Jakarta – Polemik tunjangan dan fasilitas DPR kembali mengemuka setelah sorotan publik tertuju pada komponen PPh Pasal 21 yang ditanggung pemerintah.
Ekonom dan Pakar Kebijakan Publik, UPN Veteran Jakarta Achmad Nur Hidayat mengatakan, skema ini membuat pajak penghasilan anggota dewan tidak dibayar dari kantong pribadi, melainkan dari kas negara. Di tengah kondisi masyarakat yang terhimpit oleh kenaikan harga pangan, transportasi, hingga biaya hunian, isu ini dinilai mencederai rasa keadilan fiskal.
Di saat yang sama, masyarakat menghadapi tekanan daya beli akibat harga pangan, transportasi, dan biaya hunian yang merangkak naik. Ketegangan empati fiskal pun tak terhindarkan ketika kantong rakyat kian sempit, mengapa pajak pribadi pejabat harus ikut dibiayai rakyat?, kata Achmad dikutip dari keterangannya, Kamis (21/8/2025).

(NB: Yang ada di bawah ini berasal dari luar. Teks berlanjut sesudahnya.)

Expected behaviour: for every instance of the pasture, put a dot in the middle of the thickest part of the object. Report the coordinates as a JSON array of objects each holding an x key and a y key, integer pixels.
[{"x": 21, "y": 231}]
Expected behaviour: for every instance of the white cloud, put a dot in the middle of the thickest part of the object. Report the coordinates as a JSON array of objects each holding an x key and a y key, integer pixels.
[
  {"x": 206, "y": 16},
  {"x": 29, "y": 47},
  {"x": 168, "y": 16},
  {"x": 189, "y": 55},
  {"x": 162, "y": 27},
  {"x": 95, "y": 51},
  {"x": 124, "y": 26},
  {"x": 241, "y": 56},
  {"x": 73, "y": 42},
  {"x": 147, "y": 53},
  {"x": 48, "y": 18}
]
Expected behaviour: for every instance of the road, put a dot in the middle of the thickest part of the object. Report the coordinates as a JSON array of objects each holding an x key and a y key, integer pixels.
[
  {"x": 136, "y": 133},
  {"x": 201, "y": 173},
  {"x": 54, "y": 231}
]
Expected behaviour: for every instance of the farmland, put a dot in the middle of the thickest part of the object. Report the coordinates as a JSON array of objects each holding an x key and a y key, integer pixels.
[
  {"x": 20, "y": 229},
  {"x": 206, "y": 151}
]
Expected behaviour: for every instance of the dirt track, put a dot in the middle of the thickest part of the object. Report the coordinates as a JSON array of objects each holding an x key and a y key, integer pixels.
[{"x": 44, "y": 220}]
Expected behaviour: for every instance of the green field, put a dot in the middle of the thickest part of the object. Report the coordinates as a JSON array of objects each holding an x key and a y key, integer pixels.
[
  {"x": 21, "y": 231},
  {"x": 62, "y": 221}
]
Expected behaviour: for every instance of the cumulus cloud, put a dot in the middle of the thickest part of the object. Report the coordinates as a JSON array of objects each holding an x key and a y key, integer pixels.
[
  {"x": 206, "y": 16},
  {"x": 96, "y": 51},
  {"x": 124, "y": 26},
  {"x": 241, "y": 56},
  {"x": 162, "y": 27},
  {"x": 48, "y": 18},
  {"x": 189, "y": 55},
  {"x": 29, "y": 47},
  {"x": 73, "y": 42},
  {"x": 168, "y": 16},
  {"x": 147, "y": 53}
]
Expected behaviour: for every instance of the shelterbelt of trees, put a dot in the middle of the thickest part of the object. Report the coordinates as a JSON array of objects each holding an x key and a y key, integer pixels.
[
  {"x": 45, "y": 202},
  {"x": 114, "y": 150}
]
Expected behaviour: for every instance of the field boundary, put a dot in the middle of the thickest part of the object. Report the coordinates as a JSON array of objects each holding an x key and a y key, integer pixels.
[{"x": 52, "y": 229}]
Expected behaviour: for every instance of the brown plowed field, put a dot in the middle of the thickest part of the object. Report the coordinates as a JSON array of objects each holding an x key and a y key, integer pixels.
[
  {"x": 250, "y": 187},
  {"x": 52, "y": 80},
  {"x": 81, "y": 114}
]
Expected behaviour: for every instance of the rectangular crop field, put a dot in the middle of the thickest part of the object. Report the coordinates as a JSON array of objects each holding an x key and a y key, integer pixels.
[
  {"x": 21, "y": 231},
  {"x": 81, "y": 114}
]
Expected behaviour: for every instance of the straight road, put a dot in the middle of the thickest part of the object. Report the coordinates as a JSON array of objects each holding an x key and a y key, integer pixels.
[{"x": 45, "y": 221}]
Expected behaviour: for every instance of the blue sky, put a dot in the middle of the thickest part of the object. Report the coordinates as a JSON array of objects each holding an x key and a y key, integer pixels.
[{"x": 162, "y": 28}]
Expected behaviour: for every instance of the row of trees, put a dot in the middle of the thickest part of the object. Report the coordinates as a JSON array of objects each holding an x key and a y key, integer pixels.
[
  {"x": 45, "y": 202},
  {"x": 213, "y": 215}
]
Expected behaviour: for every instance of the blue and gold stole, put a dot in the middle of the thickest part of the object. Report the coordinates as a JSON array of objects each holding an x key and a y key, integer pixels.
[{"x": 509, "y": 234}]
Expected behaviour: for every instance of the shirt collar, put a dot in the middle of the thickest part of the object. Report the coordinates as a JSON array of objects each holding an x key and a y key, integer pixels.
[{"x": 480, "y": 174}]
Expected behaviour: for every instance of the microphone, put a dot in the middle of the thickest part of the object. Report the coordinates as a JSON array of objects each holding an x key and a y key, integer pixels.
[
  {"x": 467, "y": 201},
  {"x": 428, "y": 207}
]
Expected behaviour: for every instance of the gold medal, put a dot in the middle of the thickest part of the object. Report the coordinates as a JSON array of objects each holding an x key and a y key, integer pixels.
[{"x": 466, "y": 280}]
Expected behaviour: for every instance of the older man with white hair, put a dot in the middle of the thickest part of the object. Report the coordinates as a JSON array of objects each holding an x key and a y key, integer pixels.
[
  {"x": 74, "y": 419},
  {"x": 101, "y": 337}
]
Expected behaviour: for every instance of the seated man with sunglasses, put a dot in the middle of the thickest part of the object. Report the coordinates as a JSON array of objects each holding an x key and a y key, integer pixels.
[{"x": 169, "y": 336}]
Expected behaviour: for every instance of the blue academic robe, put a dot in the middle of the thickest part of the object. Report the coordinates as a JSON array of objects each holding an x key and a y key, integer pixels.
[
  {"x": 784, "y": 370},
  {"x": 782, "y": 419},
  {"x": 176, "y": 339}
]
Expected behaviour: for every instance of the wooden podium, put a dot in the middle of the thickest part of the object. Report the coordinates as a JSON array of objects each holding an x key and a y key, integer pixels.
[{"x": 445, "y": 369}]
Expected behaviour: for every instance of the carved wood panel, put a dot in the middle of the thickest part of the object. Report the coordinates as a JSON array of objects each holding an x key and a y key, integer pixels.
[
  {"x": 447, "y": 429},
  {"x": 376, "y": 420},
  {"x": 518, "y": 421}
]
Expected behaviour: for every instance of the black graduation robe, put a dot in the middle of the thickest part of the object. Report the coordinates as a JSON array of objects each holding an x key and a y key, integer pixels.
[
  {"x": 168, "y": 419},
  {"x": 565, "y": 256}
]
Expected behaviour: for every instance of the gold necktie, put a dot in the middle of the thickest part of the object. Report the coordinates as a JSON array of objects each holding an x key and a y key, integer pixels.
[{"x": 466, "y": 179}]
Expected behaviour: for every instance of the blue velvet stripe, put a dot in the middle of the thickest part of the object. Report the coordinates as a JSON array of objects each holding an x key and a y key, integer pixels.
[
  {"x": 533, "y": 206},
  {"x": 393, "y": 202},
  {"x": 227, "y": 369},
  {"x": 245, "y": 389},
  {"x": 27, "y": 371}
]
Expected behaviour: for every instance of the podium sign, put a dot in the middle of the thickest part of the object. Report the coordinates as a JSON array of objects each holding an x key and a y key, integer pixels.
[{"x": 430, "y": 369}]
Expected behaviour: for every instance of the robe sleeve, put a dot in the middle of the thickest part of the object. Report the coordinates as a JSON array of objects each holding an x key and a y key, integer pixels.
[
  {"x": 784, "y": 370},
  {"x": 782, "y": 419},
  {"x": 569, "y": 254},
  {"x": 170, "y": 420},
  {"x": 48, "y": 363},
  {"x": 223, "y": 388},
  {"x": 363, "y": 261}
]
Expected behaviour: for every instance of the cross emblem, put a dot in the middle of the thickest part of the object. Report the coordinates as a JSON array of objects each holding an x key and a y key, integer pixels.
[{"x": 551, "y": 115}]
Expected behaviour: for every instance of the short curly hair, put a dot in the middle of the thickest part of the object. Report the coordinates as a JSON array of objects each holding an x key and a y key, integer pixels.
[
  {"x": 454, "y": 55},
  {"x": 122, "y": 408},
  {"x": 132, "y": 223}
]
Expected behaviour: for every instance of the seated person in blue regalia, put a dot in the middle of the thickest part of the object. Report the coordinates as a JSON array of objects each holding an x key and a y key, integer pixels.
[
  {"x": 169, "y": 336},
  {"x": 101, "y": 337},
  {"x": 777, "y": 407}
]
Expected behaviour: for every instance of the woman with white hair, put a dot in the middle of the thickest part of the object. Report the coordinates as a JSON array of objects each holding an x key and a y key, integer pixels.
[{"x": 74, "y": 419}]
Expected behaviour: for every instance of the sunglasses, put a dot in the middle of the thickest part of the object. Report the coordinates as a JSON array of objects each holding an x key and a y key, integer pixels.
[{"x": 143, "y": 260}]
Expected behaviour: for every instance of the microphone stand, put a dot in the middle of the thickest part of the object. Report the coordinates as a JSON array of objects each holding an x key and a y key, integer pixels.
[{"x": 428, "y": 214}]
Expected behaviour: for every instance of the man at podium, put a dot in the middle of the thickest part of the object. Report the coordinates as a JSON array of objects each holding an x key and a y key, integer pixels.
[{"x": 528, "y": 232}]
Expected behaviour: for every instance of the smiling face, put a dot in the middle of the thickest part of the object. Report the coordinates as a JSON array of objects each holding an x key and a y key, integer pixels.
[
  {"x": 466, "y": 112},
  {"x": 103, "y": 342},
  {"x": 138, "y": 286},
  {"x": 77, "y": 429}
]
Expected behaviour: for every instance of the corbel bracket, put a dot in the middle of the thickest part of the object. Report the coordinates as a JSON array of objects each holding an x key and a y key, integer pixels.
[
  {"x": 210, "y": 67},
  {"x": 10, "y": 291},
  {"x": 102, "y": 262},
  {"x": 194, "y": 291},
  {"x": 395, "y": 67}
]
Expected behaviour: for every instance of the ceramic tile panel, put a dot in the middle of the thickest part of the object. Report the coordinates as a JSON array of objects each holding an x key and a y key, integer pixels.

Achmad mengatakan jika skema pajak ditanggung pemerintah dihapus, potensi penghematan APBN cukup signifikan. Untuk komponen “tunjangan PPh 21” sebesar Rp 2,699 juta per anggota DPR per bulan, negara bisa menghemat sekitar Rp18,79 miliar per tahun. Jumlah ini memang relatif kecil secara makro, tetapi besar secara simbolik karena menyangkut keadilan.